In the first part of the protocol, the samples must be flash-frozen in liquid nitrogen as quickly as possible once they have been collected. In this way, the risk of callose production in the harvested tissue is reduced. The production of callose can happen in a relatively short time. Mullendore et al. (2010) demonstrated that callose formation occurs within minutes from the injury. Thus, we need to underline that the sampling time has a pivotal role in the effectiveness of the entire procedure. Moreover, it is crucial to use tubes that can withstand several cycles in the Tissuelyser so it will be possible to grind as much as possible. We noticed that perfect grinding greatly improves the callose extraction. To prevent callose synthesis during the grinding and weighing process the tissue must be frozen.
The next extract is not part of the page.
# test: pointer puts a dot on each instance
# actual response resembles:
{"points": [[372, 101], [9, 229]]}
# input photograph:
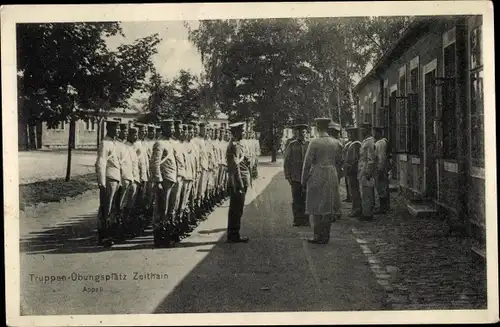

The daily change of ethanol is essential for the removal of all the chlorophyll contained in the tissue from which the callose is being extracted. The incomplete removal of chlorophyll could have negative effects in the extraction phase with NaOH and the consequent aberrant measurement of autofluorescence with the fluorospectrophotometer. The autofluorescence, in fact, highly affects the final value of the quantified callose. Other serious problems arise when soluble autofluorescent substances are present or are formed during the treatment of the plant material with NaOH (Kauss et al., 1989). This problem may be avoided by several changes of ethanol before the extraction of callose with NaOH. The clearing process must be done on the roots as well, to remove compounds that can interfere with the readings.
The central phase of the callose extraction is the exposure of the sample to 90°C with NaOH 1M, and the sample must be vortexed as often as possible. We notice that shaking the samples every two minutes greatly increases the amount of callose extracted.
Finally, in the preparation of the sample for reading with the fluorospectrophotometer, it is suggested to use stocks of fresh reagents and not expose the sample and the aniline blue staining to the light.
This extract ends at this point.